Questo è l’orizzonte. È bello, è chiaro. Però non ne ricaviamo indicazioni precise per tutte le situazioni. Sta al capo di turno capire se quella uscita, in quel momento, con quei ragazzi, vada fatta anche in quattro o se sia meglio tirar fuori una nuova proposta. L’essenziale è che non si venga meno all’impegno di educare alla libertà (in primo luogo dalle comodità, dai pregiudizi e dalle dipendenze), alla verità e al bene.

Le cose vere e buone sono quelle che aiutano a vivere (anche se lì per lì sembrano non divertire). Si raggiungono e si vedono quando si esce da se stessi, dalle proprie case, dalle sedi, dalle certezze e dalle sicurezze. “Uscire da se stessi è uscire dal recinto dell’orto dei convincimenti considerati inamovibili, quando questi rischiano di diventare un ostacolo, quando chiudono l’orizzonte che è di Dio”, dice papa Francesco il quale, in questo, si rivolge forse più a noi capi che ai nostri ragazzi.

La mancanza di tempo (e di presenza continuativa) dei ragazzi è forse oggi la sfida più pressante per i capi. Li mette in crisi perché li costringe a chiedersi: i ragazzi, che guardano i capi, non avranno imparato da loro? Questa è già un’indicazione concreta: il capo è in primo luogo un testimone. Egli dice, con la sua presenza, che cosa significa “essere presenti”. Dice, col suo trovare il tempo per ascoltare, che cosa vuol dire prendersi a cuore le persone.

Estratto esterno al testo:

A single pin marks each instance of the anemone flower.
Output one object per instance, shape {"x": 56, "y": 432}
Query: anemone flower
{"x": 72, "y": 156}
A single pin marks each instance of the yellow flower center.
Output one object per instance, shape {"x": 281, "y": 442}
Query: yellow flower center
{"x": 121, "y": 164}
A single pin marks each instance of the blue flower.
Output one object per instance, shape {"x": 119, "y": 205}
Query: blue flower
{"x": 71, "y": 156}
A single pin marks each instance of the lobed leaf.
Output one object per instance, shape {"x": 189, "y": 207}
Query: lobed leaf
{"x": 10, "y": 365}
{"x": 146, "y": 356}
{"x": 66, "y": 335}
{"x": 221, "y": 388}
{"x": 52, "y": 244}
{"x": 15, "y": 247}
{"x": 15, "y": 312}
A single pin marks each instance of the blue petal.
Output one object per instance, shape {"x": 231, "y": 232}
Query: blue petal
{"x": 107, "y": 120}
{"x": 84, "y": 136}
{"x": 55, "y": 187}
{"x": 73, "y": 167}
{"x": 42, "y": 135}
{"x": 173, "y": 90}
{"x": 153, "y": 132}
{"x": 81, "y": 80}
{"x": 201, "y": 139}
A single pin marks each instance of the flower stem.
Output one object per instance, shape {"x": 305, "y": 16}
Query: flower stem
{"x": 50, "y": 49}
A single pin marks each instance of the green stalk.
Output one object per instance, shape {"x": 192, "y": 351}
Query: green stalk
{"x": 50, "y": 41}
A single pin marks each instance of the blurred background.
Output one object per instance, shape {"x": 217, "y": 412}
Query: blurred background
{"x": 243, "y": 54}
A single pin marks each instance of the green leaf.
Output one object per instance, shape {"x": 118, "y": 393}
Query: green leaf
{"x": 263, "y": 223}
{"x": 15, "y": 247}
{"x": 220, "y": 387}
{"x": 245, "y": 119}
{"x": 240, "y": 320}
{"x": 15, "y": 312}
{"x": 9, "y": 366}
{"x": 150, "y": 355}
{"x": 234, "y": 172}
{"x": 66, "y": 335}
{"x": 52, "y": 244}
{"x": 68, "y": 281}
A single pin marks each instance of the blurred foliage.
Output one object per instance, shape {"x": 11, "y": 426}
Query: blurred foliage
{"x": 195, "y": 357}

“Ci vuole del coraggio per educare”, scrive Baden (Al ritmo dei passi). “Ma soprattutto ci vuole la volontà di esigere da sé, prima, e dagli altri poi, una serietà e una totalità senza le quali non si trasmette nulla. Il ragazzo e il giovane hanno diritto a non essere ingannati, a essere invece aiutati a diventare forti per vincere le difficoltà e via via essere liberi nella loro personalità”.Se poi, malgrado la fatica, il capo si trova con tre o quattro ragazzi, smaltita l’arrabbiatura, si lascia interrogare da quella situazione. Ne parla con gli altri capi. Si chiede che cosa stia risucchiando il tempo e l’interesse dei suoi ragazzi.

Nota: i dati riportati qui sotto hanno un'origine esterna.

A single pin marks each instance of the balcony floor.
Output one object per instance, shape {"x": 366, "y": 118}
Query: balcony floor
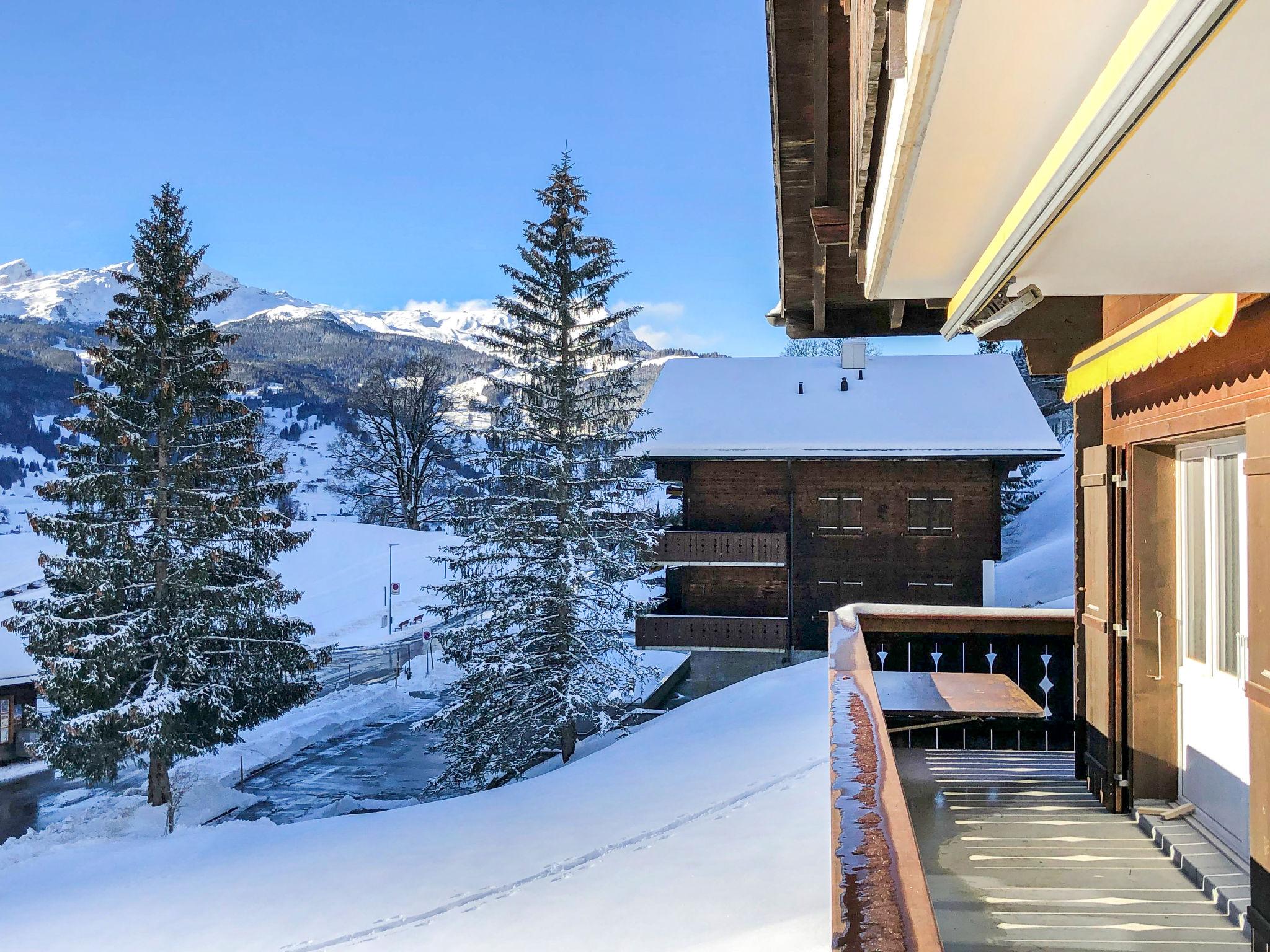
{"x": 1019, "y": 856}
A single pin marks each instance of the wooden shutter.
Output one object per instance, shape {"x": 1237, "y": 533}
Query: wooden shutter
{"x": 918, "y": 514}
{"x": 1101, "y": 625}
{"x": 1258, "y": 685}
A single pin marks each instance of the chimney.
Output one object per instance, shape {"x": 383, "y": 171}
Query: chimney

Trova da solo, e non in qualche manuale, la risposta adatta al suo contesto. E poi parte per l’uscita, con quattro o con venti, l’essenziale è camminare. La domanda di fondo, in base alla quale valutare il livello e la qualità delle attività e delle proposte è: questo percorso ci aiuta ad andare oltre, a sfidare la corrente, a cancellare la mediocrità dalla nostra vita?Non si tratta, ricorda ancora Baden, di fare grandi cose. “Se un uomo sa distinguere il canto di un uccello e ferma il passo per non schiacciare una farfalla posata su un fiore, o raccatta un pezzetto di carta che un altro ha lasciato cadere, se sa accendere un fuoco sotto il diluvia¬re della pioggia, o prepararsi un rifugio per una notte all’addiaccio, se sa vedere mani protese per un tozzo di pane, o chinarsi su cuori in attesa di una parola d’amore, quello è uno scout”. Ma soprattutto: è una persona votata alla felicità.